Hello from Alex Gardner, Program Director
Hi everyone. I’ve been able to meet some of you already at the Rubin Museum of Art, and hope to catch up with the rest of the group before we get on our very long flight to India. I am so very eager to join you all in India. I’ve been lucky enough to work for Brad in the past, and from that I know that this trip will be an exciting and intense time. I’m on track to finish my dissertation before we leave. I’m writing on religious geography, revelation, and regional identity formation in nineteenth century Khams (eastern Tibet).
I started traveling in Asia after graduating college. I knew I wanted to visit Buddhist pilgrimage sites, and I knew the names of some of them, but not much more. I got off my one-way flight to Delhi in the evening, the sky was purple and full of bats, and the air smelled like mangos and dirt. I knew nothing except that I wanted to go first to Bodh Gaya, where the Buddha attained enlightenment under the Bo tree, so my first day I went to the train station with my bag and stood amid crowds like I’d never seen before.
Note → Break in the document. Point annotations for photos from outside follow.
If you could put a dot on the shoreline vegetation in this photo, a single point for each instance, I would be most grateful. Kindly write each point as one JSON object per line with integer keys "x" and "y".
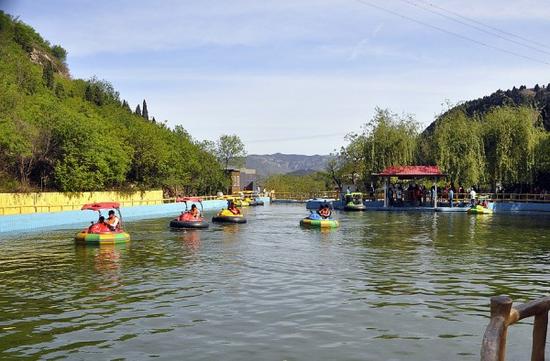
{"x": 74, "y": 135}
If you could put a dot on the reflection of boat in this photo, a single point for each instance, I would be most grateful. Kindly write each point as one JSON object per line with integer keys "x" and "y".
{"x": 252, "y": 198}
{"x": 354, "y": 202}
{"x": 187, "y": 220}
{"x": 241, "y": 202}
{"x": 110, "y": 237}
{"x": 480, "y": 210}
{"x": 226, "y": 216}
{"x": 192, "y": 239}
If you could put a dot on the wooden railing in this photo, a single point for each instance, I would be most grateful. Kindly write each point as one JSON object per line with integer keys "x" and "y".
{"x": 503, "y": 315}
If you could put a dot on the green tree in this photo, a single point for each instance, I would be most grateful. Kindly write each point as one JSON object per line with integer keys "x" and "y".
{"x": 47, "y": 75}
{"x": 389, "y": 140}
{"x": 144, "y": 112}
{"x": 510, "y": 135}
{"x": 230, "y": 149}
{"x": 459, "y": 148}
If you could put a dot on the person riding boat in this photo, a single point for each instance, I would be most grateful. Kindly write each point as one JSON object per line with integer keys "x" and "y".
{"x": 324, "y": 211}
{"x": 195, "y": 211}
{"x": 100, "y": 227}
{"x": 113, "y": 222}
{"x": 233, "y": 208}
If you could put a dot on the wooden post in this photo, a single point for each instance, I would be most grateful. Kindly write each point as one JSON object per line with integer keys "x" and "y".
{"x": 386, "y": 192}
{"x": 539, "y": 336}
{"x": 494, "y": 340}
{"x": 435, "y": 192}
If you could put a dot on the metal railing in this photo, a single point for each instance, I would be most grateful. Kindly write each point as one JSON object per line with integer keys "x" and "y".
{"x": 504, "y": 315}
{"x": 303, "y": 196}
{"x": 28, "y": 209}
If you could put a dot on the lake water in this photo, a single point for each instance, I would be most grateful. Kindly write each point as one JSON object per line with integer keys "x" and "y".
{"x": 384, "y": 286}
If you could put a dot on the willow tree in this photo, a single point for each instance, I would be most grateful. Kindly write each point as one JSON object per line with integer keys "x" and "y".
{"x": 542, "y": 159}
{"x": 459, "y": 148}
{"x": 510, "y": 135}
{"x": 389, "y": 140}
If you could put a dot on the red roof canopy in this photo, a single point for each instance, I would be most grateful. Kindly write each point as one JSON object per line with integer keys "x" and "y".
{"x": 100, "y": 205}
{"x": 189, "y": 199}
{"x": 412, "y": 171}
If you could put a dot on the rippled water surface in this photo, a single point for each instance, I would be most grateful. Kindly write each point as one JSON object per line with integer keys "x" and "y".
{"x": 384, "y": 286}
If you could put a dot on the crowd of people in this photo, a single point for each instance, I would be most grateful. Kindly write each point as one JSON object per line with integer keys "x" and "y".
{"x": 415, "y": 195}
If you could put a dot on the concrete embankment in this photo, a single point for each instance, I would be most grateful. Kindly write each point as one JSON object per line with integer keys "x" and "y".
{"x": 36, "y": 221}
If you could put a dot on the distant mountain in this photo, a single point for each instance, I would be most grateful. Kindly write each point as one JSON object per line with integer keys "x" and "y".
{"x": 267, "y": 164}
{"x": 537, "y": 97}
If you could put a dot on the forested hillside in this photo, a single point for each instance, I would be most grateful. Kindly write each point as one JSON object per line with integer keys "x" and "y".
{"x": 537, "y": 98}
{"x": 500, "y": 148}
{"x": 58, "y": 133}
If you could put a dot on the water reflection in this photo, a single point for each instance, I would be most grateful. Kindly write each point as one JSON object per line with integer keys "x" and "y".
{"x": 192, "y": 239}
{"x": 383, "y": 286}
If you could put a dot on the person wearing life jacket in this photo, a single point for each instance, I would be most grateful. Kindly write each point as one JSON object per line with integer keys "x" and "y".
{"x": 113, "y": 222}
{"x": 233, "y": 208}
{"x": 195, "y": 212}
{"x": 324, "y": 211}
{"x": 99, "y": 227}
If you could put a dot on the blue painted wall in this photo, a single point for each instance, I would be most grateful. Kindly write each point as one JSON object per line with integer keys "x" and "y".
{"x": 35, "y": 221}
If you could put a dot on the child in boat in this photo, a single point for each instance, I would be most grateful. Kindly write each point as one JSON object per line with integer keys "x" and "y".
{"x": 233, "y": 208}
{"x": 195, "y": 212}
{"x": 99, "y": 227}
{"x": 324, "y": 211}
{"x": 112, "y": 221}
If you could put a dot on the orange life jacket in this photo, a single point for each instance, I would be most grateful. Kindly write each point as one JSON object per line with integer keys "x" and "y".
{"x": 112, "y": 221}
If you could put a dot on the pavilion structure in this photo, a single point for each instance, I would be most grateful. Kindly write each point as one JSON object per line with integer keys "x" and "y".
{"x": 410, "y": 172}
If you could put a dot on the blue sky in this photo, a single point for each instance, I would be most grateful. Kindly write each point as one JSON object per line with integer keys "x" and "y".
{"x": 293, "y": 76}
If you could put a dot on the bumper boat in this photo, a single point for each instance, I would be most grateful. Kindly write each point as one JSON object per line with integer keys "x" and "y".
{"x": 480, "y": 210}
{"x": 354, "y": 202}
{"x": 315, "y": 221}
{"x": 85, "y": 237}
{"x": 89, "y": 236}
{"x": 226, "y": 216}
{"x": 186, "y": 220}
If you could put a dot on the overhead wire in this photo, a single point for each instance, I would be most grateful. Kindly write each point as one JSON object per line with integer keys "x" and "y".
{"x": 286, "y": 139}
{"x": 478, "y": 28}
{"x": 485, "y": 25}
{"x": 464, "y": 37}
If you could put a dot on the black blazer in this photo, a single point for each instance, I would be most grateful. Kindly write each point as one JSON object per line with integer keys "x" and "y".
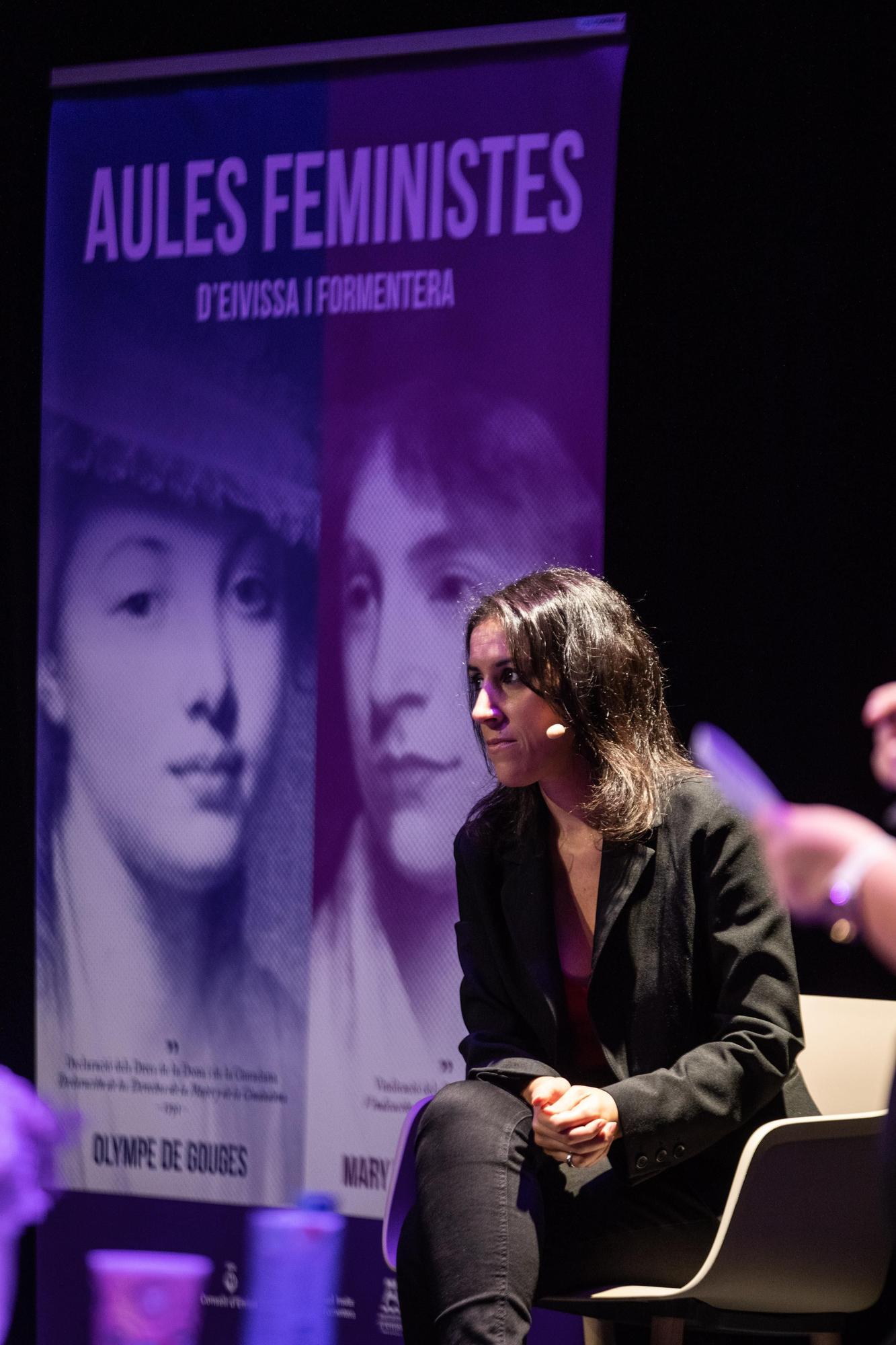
{"x": 693, "y": 989}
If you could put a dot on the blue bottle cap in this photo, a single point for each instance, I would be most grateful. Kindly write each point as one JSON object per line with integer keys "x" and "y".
{"x": 315, "y": 1200}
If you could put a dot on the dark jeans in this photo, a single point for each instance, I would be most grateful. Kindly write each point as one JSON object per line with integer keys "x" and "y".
{"x": 497, "y": 1223}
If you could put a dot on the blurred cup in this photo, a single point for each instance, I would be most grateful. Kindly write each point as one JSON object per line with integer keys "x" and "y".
{"x": 146, "y": 1299}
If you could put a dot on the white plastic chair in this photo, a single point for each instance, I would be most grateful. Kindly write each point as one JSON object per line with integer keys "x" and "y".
{"x": 803, "y": 1239}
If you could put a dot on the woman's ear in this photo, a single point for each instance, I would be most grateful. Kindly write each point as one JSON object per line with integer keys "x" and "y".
{"x": 50, "y": 695}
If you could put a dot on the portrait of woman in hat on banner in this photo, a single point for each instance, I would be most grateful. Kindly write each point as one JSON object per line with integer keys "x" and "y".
{"x": 175, "y": 765}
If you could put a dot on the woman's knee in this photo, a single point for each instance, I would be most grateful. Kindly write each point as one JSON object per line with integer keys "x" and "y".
{"x": 464, "y": 1112}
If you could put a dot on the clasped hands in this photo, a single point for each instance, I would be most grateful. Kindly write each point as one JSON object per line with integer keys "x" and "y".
{"x": 572, "y": 1120}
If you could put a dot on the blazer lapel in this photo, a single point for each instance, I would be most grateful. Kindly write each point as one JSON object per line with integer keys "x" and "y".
{"x": 529, "y": 915}
{"x": 620, "y": 868}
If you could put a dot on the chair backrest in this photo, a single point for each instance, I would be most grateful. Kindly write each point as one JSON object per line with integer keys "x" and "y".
{"x": 850, "y": 1047}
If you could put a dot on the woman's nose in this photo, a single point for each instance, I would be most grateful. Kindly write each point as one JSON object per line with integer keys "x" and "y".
{"x": 483, "y": 709}
{"x": 208, "y": 683}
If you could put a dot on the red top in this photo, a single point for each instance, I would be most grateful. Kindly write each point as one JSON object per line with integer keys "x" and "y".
{"x": 587, "y": 1056}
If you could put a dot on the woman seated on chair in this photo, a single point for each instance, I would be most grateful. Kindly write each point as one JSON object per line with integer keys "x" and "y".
{"x": 628, "y": 984}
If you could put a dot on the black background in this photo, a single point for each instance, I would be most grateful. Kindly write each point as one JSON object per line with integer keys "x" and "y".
{"x": 751, "y": 477}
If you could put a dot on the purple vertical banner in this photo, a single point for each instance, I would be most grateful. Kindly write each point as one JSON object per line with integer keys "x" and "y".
{"x": 466, "y": 299}
{"x": 325, "y": 361}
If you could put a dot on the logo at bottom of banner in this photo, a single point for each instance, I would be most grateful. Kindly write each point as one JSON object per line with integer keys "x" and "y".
{"x": 389, "y": 1313}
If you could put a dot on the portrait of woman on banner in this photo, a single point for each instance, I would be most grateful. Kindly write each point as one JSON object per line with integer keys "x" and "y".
{"x": 175, "y": 685}
{"x": 434, "y": 493}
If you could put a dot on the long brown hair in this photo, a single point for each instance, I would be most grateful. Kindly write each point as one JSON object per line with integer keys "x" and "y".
{"x": 576, "y": 642}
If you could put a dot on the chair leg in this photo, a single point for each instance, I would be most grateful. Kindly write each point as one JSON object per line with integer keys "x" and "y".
{"x": 598, "y": 1334}
{"x": 666, "y": 1331}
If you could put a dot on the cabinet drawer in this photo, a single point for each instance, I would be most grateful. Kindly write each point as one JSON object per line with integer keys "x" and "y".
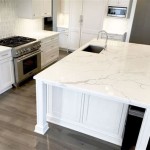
{"x": 49, "y": 45}
{"x": 51, "y": 56}
{"x": 5, "y": 54}
{"x": 50, "y": 39}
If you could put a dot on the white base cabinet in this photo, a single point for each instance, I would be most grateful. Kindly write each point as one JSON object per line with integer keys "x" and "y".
{"x": 32, "y": 9}
{"x": 92, "y": 115}
{"x": 6, "y": 72}
{"x": 50, "y": 50}
{"x": 63, "y": 38}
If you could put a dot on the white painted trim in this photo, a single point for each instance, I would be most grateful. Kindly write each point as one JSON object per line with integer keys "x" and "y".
{"x": 131, "y": 20}
{"x": 80, "y": 128}
{"x": 144, "y": 132}
{"x": 40, "y": 129}
{"x": 5, "y": 89}
{"x": 41, "y": 107}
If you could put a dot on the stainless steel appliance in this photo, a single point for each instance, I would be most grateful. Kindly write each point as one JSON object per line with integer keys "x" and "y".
{"x": 26, "y": 55}
{"x": 117, "y": 11}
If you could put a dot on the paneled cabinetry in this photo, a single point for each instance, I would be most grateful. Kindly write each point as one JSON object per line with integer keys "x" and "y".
{"x": 63, "y": 37}
{"x": 64, "y": 6}
{"x": 50, "y": 50}
{"x": 93, "y": 115}
{"x": 34, "y": 8}
{"x": 83, "y": 25}
{"x": 47, "y": 8}
{"x": 6, "y": 71}
{"x": 122, "y": 3}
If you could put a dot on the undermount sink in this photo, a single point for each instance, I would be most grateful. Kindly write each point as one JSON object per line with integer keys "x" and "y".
{"x": 93, "y": 49}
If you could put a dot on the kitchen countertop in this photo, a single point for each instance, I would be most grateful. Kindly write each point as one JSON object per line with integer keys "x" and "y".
{"x": 4, "y": 48}
{"x": 41, "y": 34}
{"x": 122, "y": 72}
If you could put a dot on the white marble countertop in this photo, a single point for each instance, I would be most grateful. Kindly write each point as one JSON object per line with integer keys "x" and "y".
{"x": 4, "y": 48}
{"x": 41, "y": 34}
{"x": 122, "y": 72}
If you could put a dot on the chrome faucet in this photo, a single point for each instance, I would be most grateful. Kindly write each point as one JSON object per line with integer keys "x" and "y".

Eventually I found a small ticketing agency, they literally pulled me in, put my bag in a corner, took my passport, and for the next several hours I was chauffeured around Delhi on an unasked-for sightseeing trip. I had no idea why it was happening, but I had been told when I returned I would have a train ticket waiting. This was true, and that evening I was on a train to, I thought, Bodh Gaya. Well, there is no such train. I was on a train to Patna, which I had never heard of. I decided that the train must pass through Bodh Gaya, and on the second day asked a fellow passenger to tell me when we reached it. Either as a joke or because he didn’t understand, at one of the dusty little towns the train stopped in the man told me I should get off, which I did. I never learned the name of the town, since no one there spoke English, but eventually a small group of people put on a bus to Gaya, a fairly large city, and a day later I hopped a smaller bus to Bodh Gaya.
It wasn’t until several months later, on my way to Nepal, that I heard of “The Lonely Planet” guidebooks. I admit to using one a few years later, in South India, when I was taking a weekend trip to the ocean from where I was staying with Tibetan refugees outside of Mysore, but otherwise I’ve stuck to the hapless fool style of travel that I unwittingly fell into back in 1993. I’ve been all over India, Tibet and parts of China that way, hopping a bus to a place I’d heard was interesting, with a local map in my bag and a vague idea of what I might see. I’ve discovered that the best way to see Tibet was on foot or by horse, and I like to follow pilgrimage and trade routes over mountain passes. My research interests either stem from or facilitate this, not sure which. I recently was in Tibet for a year staying with families or monks and tracing routes between religious sites in the mountains – caves, or lakes, or hermitages. There’s nothing like knowing that I’m walking the same path that was used by a great lama whose biography I’d been reading, and entering a cave where he performed rituals, meditated, and received revelations and visions.
Which isn’t to say we won’t know where we’re going this summer, and that there aren’t excellent guidebooks available. I just don’t recommend relying on them. I know I can depend on Brad and Kelsang to organize a seamless and smooth trip that is at the same time exhilarating, and I know you all can rely on David and me to accompany you and help you soak yourself in the Himalayan cultures we’re visiting. Traveling in Asia is getting easier, but it’s still nothing like here. Bus rides last forever, delays are a fact of life, people who make appointments often don’t show, and there is dirt in everything. We’re going in style, but we’re going to India, and it’s important to remember that travel isn’t just about being in a new place, but getting there, and that so much of what is important happens on the road. I learned to love Hindi pop on overnight busses, and I learned how to eat a papaya while stranded in a small town when the bus broke down. No time is wasted, and I encourage you not to bring you iPods so you don’t miss the sounds of the trip.